What this post is
This post is a follow-up to Per-Field Hallucination Fixes Hit a Ceiling: 248 Runs on an AI Coding Agent, published 2026-04-17. That post was empirical. It measured 248 ticket runs against a Bernoulli prediction of LLM hallucination rates and identified a ceiling that per-field accuracy work alone could not break.
This one is the architectural follow-up. It describes what shipped since to attack that ceiling and why, with one worked case study from a recent run. It does not claim the headline 21 percent number from the original has improved.
The empirical re-run, when it happens, will be its own post. The headline measurement deserves its own measurement. Conflating “we built X” with “and therefore Y percent improvement” would be the marketing-deck shape, not the engineering one.
TL;DR
The original 248-run post modelled LLM hallucination in an agent pipeline as a Bernoulli trial. Each field the Planner emits is a weighted die roll, joint probability decays multiplicatively, and at twenty fields with 0.95 per-field accuracy the predicted first-pass success rate is 36 percent. The measured rate was 21 percent. The post argued the gap was both lower per-field accuracy and non-independence between fields, and that per-field fixes would hit a ceiling because some failures aren’t on the dice-roll curve at all.
Three weeks of architectural work later, the central change isn’t that per-field accuracy got better. The pipeline stopped depending on the dice rolls going well in the first place. Where a decision is computable from machine-extracted facts, the LLM is removed from that decision entirely. Where the LLM must remain creative, on intent, naming, scenario authoring, its output is validated and rewritten structurally rather than trusted. Where bad LLM output survives every upstream check, an end-of-ticket Reviewer catches it as a hard structural rejection. The week this post was drafted, that backstop did exactly that. It rejected code that passed type-check, tests, and language-server diagnostics but would have failed the project’s lint CI. The previous pipeline would have shipped that bug.
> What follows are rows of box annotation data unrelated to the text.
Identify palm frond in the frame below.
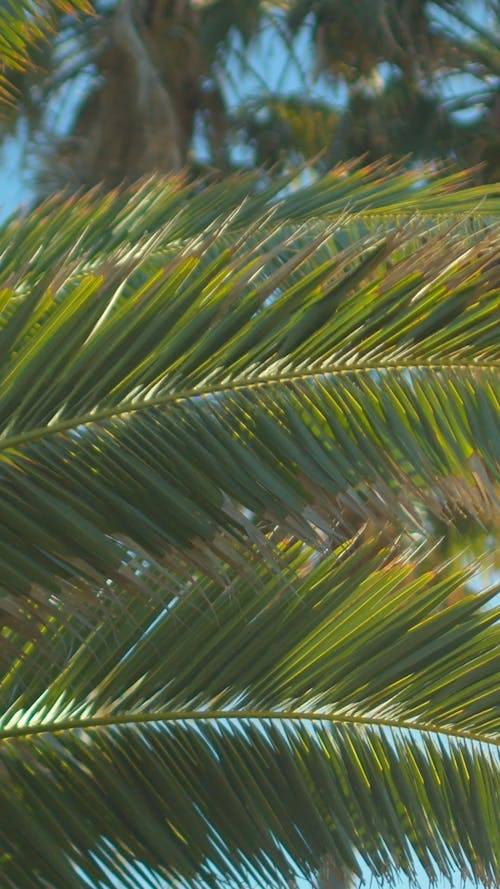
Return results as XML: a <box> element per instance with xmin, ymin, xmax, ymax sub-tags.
<box><xmin>0</xmin><ymin>167</ymin><xmax>500</xmax><ymax>614</ymax></box>
<box><xmin>0</xmin><ymin>544</ymin><xmax>500</xmax><ymax>887</ymax></box>
<box><xmin>0</xmin><ymin>0</ymin><xmax>93</xmax><ymax>102</ymax></box>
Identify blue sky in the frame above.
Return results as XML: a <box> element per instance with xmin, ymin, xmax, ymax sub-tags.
<box><xmin>0</xmin><ymin>2</ymin><xmax>492</xmax><ymax>889</ymax></box>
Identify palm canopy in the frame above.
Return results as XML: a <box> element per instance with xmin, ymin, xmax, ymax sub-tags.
<box><xmin>0</xmin><ymin>165</ymin><xmax>500</xmax><ymax>887</ymax></box>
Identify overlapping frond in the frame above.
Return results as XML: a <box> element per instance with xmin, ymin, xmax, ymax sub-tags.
<box><xmin>0</xmin><ymin>167</ymin><xmax>500</xmax><ymax>614</ymax></box>
<box><xmin>0</xmin><ymin>544</ymin><xmax>500</xmax><ymax>887</ymax></box>
<box><xmin>0</xmin><ymin>0</ymin><xmax>93</xmax><ymax>102</ymax></box>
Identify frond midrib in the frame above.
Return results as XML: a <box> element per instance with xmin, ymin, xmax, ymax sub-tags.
<box><xmin>0</xmin><ymin>360</ymin><xmax>500</xmax><ymax>452</ymax></box>
<box><xmin>0</xmin><ymin>708</ymin><xmax>500</xmax><ymax>747</ymax></box>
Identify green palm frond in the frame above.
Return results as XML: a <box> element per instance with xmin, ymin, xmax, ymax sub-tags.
<box><xmin>0</xmin><ymin>544</ymin><xmax>500</xmax><ymax>887</ymax></box>
<box><xmin>0</xmin><ymin>0</ymin><xmax>93</xmax><ymax>102</ymax></box>
<box><xmin>0</xmin><ymin>167</ymin><xmax>500</xmax><ymax>628</ymax></box>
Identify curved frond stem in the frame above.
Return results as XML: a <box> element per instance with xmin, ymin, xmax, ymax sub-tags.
<box><xmin>0</xmin><ymin>709</ymin><xmax>500</xmax><ymax>747</ymax></box>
To repeat for emphasis: this post does not claim the headline 21 percent number has improved. It claims the architecture has fewer places where it depends on a lucky roll. Whether that translates into a higher first-pass success rate is the empirical question a later post will measure.
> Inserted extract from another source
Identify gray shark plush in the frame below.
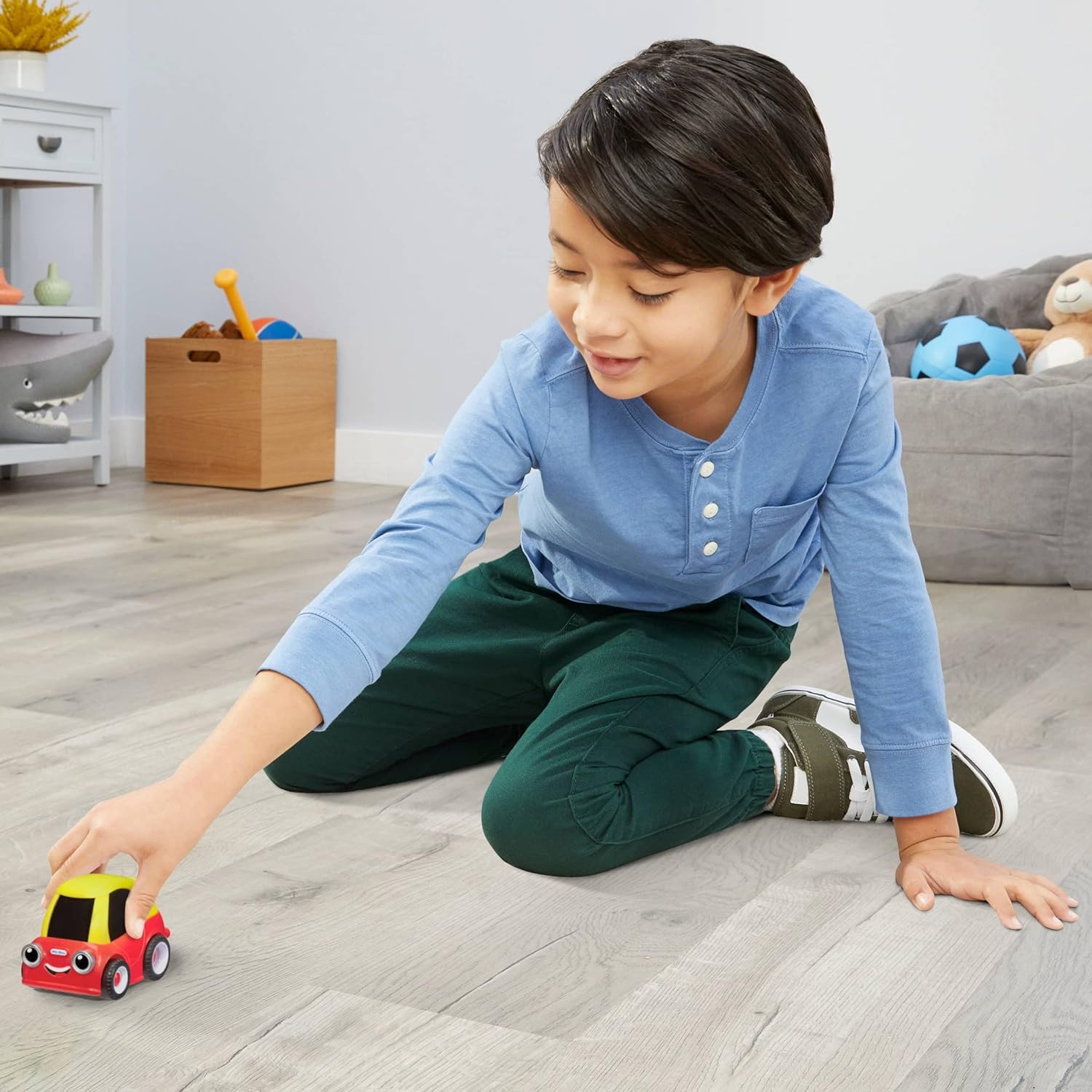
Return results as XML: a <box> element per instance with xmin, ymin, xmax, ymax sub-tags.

Recap: the four-bucket failure breakdown and the per-field ceiling
The 248-run post split outcomes into four buckets. 21 percent first-pass complete. 3 percent recovered after the Debugger re-planned. 27 percent reached the Debugger and failed anyway. 49 percent stalled before the Coder stage. Of the 67 Debugger-diagnosed failures, about two-thirds were field-level hallucinations, the kind where the Planner emitted a wrong filepath or signature, the Coder followed it into a wall, and the post-mortem named a specific field as the culprit. That class of failure is what the Data Path Principle was designed to eliminate, and the post made the case that machine extraction had been working on those.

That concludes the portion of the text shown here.